I have read on here that it is pretty much impossible to make black Buttercream icing. So, I bought a tube of Betty Crocker decorating icing ( I only need it to do some writing.)
My problem is that the icing is really really super stiff--I can barely squeeze it out with two hands!!! And since it's for writing, this will be impossible! I don't know what to do! How can I soften/thin it? Is the Wilton brand any bettter? Has anyone else had this problem?
Thanks in advance!

It's not impossible to make black icing - you just need to start with a chocolate buttercream and use Americolor Super black. It will take a good amount, but it can be done!!! Wilton is not the best for strong colors. And those premade tube things are hard - I agree!!


Three words for you for future black icing-Americolor Super Black! Doesn't taste bitter, doesn't require a whole bottle, don't have to start with chocolate/brown icing first. Just beautiful, true black color! Same goes for the super red.
Back to the problem at hand-I would return it/exchange it because that doesn't sound right. It could have been sitting around for a while. If the new tube is the same you can usually e-mail or call the company and someone will respond to you rather quickly. I haven't used these so I don't want to offer the wrong advice!

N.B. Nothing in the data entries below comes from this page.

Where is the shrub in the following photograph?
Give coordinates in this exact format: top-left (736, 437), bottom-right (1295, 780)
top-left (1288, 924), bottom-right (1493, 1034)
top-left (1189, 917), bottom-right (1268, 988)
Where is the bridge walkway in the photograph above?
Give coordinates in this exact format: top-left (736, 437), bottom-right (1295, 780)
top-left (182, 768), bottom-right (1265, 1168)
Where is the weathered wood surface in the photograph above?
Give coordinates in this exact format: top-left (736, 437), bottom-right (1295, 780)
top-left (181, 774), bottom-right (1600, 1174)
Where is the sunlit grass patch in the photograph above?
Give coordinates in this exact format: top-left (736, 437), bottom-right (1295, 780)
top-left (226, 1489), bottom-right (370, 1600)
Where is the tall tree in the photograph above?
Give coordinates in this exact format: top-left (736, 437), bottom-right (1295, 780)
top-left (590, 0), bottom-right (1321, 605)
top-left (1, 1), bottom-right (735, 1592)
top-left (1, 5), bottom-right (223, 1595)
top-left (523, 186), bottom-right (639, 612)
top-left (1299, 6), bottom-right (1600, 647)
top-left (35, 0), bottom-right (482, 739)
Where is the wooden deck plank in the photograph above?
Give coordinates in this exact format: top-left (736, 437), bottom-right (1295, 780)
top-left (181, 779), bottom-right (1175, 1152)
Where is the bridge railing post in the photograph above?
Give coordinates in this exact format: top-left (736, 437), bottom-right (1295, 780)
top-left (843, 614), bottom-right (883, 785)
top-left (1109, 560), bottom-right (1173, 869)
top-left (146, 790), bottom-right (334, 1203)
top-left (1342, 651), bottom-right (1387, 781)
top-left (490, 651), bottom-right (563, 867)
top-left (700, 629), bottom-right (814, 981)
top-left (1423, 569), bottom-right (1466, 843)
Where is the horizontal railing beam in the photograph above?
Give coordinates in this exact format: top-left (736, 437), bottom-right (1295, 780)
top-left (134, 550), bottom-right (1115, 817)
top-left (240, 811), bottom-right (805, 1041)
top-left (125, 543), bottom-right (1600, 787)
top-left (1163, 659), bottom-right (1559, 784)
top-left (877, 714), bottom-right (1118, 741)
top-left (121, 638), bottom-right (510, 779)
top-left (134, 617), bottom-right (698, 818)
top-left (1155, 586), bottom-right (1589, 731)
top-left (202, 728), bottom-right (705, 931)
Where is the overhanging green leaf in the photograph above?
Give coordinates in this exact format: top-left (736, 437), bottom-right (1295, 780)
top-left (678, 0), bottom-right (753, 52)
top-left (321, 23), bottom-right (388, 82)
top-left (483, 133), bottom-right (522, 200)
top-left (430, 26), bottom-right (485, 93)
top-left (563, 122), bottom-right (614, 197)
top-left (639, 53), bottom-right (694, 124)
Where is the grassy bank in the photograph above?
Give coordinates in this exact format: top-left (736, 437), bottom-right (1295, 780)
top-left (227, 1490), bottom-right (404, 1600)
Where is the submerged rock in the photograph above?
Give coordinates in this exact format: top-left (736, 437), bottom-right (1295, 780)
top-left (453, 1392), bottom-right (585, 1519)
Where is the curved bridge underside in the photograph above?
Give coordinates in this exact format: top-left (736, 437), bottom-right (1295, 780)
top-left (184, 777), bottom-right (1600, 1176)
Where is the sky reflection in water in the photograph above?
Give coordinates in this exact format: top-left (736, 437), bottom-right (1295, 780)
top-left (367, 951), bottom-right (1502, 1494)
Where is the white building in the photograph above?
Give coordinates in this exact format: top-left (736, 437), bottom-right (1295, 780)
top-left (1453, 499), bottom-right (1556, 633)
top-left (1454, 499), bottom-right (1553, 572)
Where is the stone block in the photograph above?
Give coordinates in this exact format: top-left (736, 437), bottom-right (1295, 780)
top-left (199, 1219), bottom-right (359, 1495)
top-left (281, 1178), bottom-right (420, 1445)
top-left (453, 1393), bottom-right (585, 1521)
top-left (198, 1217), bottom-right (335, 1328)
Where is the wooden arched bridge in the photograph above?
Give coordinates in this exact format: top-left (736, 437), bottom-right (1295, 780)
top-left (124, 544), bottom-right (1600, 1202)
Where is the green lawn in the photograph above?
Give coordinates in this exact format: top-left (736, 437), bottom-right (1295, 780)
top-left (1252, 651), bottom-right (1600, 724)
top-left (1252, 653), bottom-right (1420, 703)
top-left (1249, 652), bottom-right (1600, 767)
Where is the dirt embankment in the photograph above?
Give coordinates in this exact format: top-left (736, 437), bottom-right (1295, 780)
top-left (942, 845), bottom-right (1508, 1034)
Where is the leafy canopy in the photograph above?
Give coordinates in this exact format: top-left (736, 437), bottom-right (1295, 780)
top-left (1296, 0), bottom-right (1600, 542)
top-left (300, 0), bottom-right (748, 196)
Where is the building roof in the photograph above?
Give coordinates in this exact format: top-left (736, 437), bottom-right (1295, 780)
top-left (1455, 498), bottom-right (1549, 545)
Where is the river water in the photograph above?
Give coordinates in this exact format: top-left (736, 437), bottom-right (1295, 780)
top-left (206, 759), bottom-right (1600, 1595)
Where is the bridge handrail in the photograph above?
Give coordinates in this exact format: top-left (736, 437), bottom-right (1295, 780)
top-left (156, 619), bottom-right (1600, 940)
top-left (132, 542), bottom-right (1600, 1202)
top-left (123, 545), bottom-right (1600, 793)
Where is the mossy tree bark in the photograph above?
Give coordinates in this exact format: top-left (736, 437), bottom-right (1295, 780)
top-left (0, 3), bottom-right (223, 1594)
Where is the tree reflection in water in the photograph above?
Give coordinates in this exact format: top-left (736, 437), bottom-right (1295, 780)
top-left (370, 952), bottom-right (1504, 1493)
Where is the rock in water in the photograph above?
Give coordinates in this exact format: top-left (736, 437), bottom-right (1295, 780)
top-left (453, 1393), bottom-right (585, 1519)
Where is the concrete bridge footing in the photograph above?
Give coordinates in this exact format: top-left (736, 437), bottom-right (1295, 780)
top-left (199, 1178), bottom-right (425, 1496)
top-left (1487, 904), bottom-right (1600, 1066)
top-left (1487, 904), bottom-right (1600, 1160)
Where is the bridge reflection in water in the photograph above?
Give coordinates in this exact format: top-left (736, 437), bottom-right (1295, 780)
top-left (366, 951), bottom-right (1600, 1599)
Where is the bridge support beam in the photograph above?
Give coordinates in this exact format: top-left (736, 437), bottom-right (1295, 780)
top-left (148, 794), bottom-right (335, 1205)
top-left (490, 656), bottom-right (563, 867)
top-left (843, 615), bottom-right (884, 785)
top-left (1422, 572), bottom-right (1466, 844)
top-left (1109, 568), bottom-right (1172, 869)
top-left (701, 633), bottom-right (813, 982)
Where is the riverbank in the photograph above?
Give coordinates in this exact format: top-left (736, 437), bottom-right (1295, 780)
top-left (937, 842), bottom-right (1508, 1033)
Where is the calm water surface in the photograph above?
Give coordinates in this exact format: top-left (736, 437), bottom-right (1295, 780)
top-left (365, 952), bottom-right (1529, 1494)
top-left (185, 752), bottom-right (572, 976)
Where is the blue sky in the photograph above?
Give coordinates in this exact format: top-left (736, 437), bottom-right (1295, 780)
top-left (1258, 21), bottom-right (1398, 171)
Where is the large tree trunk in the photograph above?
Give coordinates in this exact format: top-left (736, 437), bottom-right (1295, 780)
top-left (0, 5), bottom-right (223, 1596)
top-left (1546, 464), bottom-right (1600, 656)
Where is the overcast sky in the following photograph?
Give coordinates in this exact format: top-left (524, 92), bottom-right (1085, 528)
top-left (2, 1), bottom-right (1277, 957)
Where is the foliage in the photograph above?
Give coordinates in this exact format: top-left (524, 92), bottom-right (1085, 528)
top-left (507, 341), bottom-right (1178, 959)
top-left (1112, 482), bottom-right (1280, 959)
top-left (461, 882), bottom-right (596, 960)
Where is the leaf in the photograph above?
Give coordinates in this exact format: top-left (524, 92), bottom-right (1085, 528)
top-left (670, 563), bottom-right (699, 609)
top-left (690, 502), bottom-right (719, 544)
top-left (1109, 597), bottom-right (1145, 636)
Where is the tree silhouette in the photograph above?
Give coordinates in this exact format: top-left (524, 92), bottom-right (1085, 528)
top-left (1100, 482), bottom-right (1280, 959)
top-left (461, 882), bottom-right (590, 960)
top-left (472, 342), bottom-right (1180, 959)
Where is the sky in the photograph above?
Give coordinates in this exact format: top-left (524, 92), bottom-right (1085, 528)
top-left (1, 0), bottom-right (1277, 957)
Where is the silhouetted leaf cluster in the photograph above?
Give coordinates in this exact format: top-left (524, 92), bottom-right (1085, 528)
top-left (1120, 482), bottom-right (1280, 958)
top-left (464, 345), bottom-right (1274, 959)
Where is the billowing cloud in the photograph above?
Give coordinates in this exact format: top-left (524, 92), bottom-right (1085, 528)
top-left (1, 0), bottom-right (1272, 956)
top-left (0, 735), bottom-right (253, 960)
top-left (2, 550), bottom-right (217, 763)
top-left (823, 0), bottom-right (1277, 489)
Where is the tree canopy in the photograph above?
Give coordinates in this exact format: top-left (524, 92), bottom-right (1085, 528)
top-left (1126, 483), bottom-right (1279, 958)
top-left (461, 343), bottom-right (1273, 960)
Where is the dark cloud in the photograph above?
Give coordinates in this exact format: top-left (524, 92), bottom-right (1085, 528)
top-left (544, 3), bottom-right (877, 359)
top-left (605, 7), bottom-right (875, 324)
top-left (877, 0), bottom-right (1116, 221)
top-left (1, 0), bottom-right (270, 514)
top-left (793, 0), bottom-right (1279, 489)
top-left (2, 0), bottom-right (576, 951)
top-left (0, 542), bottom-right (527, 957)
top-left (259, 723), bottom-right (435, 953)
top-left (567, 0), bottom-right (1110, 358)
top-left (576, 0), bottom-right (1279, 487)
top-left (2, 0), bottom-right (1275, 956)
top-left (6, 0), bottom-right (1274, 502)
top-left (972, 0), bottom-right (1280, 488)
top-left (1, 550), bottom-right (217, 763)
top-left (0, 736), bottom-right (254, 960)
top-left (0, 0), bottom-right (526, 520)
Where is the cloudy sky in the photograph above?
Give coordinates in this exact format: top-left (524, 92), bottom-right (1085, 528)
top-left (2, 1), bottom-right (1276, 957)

The decorator icings aren't really worth their weight in gold so to speak, but since you have it, put it in the microwave at 10 second intervals until it's pliable in your hand. You don't particularly want it hot but rather kneadable. Then, like a tube of toothpaste, squeeze from the bottom. Practice on a plate first because sometimes that stuff is very unruly when trying to squeeze it. Gel writers are pretty much the same, the difference being you should place the tube bottom end first in a cup of hot tap water. This keeps it warm and more fluid, (easier for squeezing.). Black buttercream can be made quite easily actually -- start with a darker color like purple or even chocolate and add from there. You won't end up adding too much black color and remember, buttercreams darken over time so stop two shades lighter than where you want it and by the next day it should blacken up beautifully. Good luck!!

When I use the tubes from the store I find that I always have more luck with the metal cans and the tips that you have to press sideways to use (does that make sense?) It seems like the icing comes out a lot better than the icing in the plastic tubes if you wanted to try something else from off of the shelf. HTH!